Government departments who follow the concordat pledge to move to alternative pathways for gathering evidence where possible.
Departments agree to embed these principles into their policy and decision-making to enable a more effective and timely system for all.
The DHSC said: ‘Workload in general practice is high, and we all have a responsibility across Government to ensure we are not adding to this through unnecessary bureaucracy.
‘It is vital Government understands the pressures on general practice, and that additional asks should be minimised in order to prioritise time for caring for patients, including for vulnerable children and adults, and ensuring patient safety.’
It added that any requests for ‘additional work’ outside of GPs’ contractual requirements ‘should be fully resourced and balanced with their growing workloads relating to other clinical priorities’.
The DHSC said the new principles ‘signal to the sector the Government’s commitment to adhere to the principles of reducing burdens and aims to change culture across Government and improve how Government works with general practice’.
It added that less bureaucracy will free up more time for GP appointments and ‘[improve] access for all’, contributing to the Government’s commitment of 50 million more appointments in general practice every year.
It also said that the principles are hoped to ‘increase job satisfaction, retention, role attractiveness and support ambitions to grow and diversify the general practice workforce’.
The DHSC said that ‘culture change does not happen overnight and can be difficult to measure’, but that ‘over time’ it expects to see more healthcare professionals being able to complete requests rather than just GPs and a ‘positive response’ from general practice.
The DHSC and NHS England will ‘continue to engage with stakeholders to understand whether the concordat is having a real impact on GPs and gather any feedback’, it said.
Primary care minister James Morris said: ‘Since becoming minister for primary care and patient safety, one of my key priorities has been to better understand how we can help reduce the daily pressures GPs and their teams face.
‘Today we have published a new set of principles, developed with input from the British Medical Association and Royal College of Practitioners, to reduce unnecessary bureaucracy.
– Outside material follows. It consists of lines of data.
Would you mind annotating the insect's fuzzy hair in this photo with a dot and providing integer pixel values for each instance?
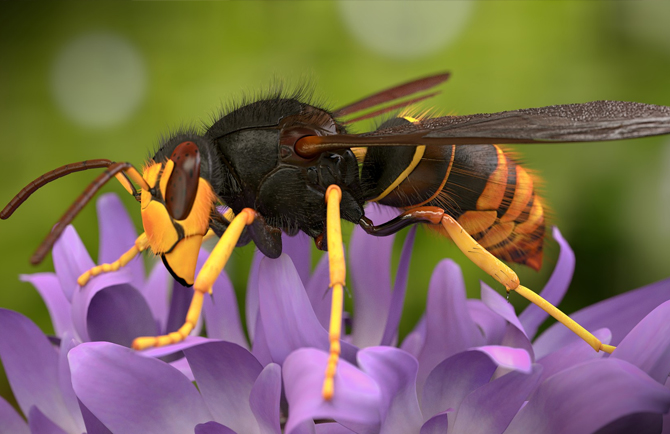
(302, 90)
(169, 134)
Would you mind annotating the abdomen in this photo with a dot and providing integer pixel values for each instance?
(489, 194)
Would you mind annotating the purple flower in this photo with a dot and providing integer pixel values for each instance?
(469, 365)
By cutting red tape we can ensure GPs and their staff have more time to focus on providing high-quality medical care for patients.’
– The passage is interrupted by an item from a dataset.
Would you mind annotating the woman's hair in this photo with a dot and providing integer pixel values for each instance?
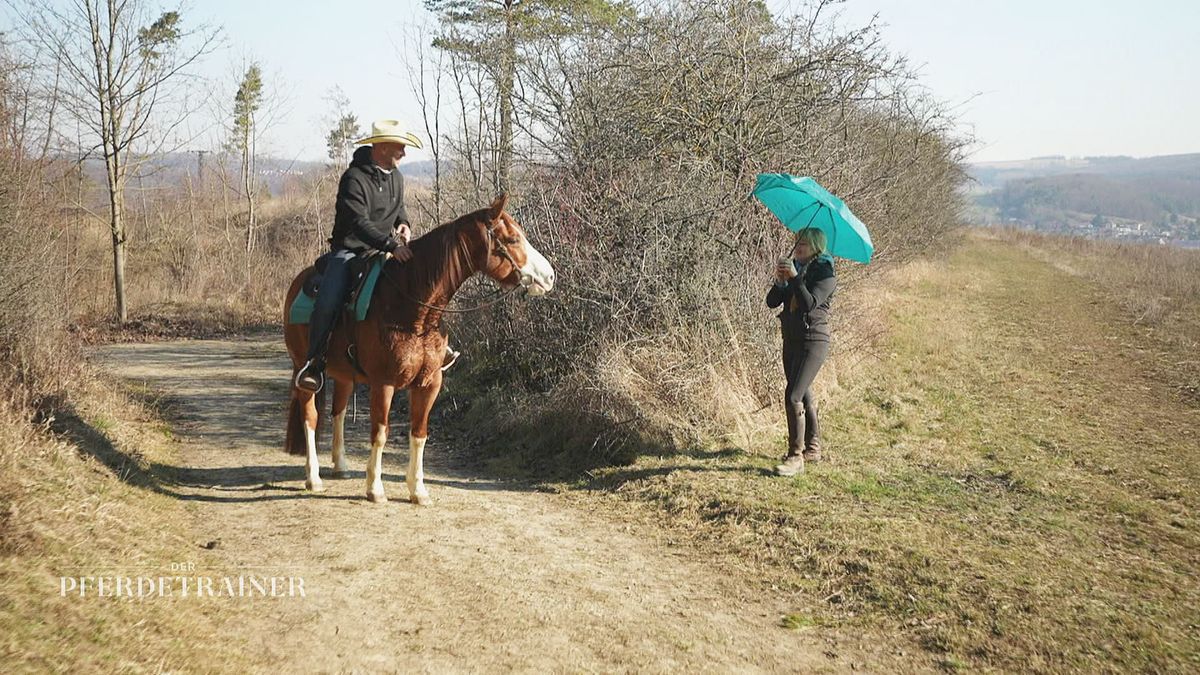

Former BMA GP Committee chair Dr Richard Vautrey told Pulse: ‘These principles were outlined over a year ago and their agreement now by government departments whilst welcome is long overdue.
‘All too often the default position has been to direct people unnecessarily to general practice, adding additional workload to already overloaded practices and creating needless bureaucracy for patients.
‘We urgently need the whole of government, not just the Department of Health and Social Care, to take every step possible to reduce practice workload.
‘They now need to take these principles seriously in reviewing any activity that relates to general practice to free up practices from unnecessary bureaucracy so they can focus more on patients’ needs.’
The NHS in England is also working on plans to allow patients to register with a GP practice online, while this summer, the fit note process was finally reformed so more healthcare professionals can issue them.
And it was revealed that GPs could be tasked with prescribing money off energy bills for their most vulnerable patients, under proposals put forward by the Treasury to tackle the cost-of-living crisis.